6. Phase: Verification & Self-Correction (Audit)

Task a Generalist subagent acting as a "Security Triage Auditor" to review the draft.

  • Orchestrator Instruction: "Audit the attached triage draft against docs/security/triaging.md and the Technical Quality Checklist. Ensure the classification is technically sound and the formatting is correct.
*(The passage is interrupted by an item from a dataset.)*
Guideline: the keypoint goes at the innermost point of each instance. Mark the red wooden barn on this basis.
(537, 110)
If errors are found, distinguish between text-only corrections and missing technical work."
  • Loop-back Mandate: If the Auditor identifies missing technical evidence (e.g., skipped boundary checks, missing GDB analysis, or unverified impact on Release builds), the Orchestrator MUST return to the relevant previous phase (Phase 2, 3, or 4) and re-delegate the work to the appropriate subagent before proceeding.
  • Review: The auditor must verify that:
    • The classification (Vulnerability vs. Bug) is consistent with the reproduction results (e.g., if it needs experimental flags, it's a Bug).
    • The "Local Reproduction Findings" section contains the exact d8 command, V8 version, git hash, and the observed result.
    • The formatting (double line breaks between list items) is strictly followed.
    • The conversation ID is valid or "N/A".
  • Action: Present the audited and verified analysis to the user for approval ONLY after all technical gaps identified by the auditor have been addressed.

Technical Quality Checklist

  • Classification Accuracy: Does the result match the criteria in docs/security/triaging.md? (e.g., nullptr is a Bug, safe termination is Intended Behavior).
  • Boundary Verification: Was the POC tested with the security filter flag (--run-as-[sandbox]-security-poc)?
  • Mandatory Data: Are the V8 version and git hash included in the Build description?
  • Formatting: Are there double line breaks between all bulleted list items?
  • Impact Evidence: Is the Verified Impact supported by GDB analysis or ASan/UBSan logs?
  • Component Mapping: Does the proposed component exist with the stated ID and is it the most specific one available (not just V8)?

Common Misclassification Pitfalls

  • Experimental Flags: If a bug requires --experimental-* flags and is not part of --future or --wasm-staging, it is a Bug, not a Vulnerability.
  • DCHECK vs. CHECK: DCHECK failures are Bugs. CHECK failures are Intended Behavior (safe termination) unless they are in-sandbox and part of a sandbox bypass claim.
  • Sandbox Read-only: Sandbox bypasses that only provide Read access are currently Bugs.
  • d8-only Flags: Bugs requiring flags like --shell or --isolate are Bugs.
  • nullptr Dereference: Always a Bug, never a Vulnerability.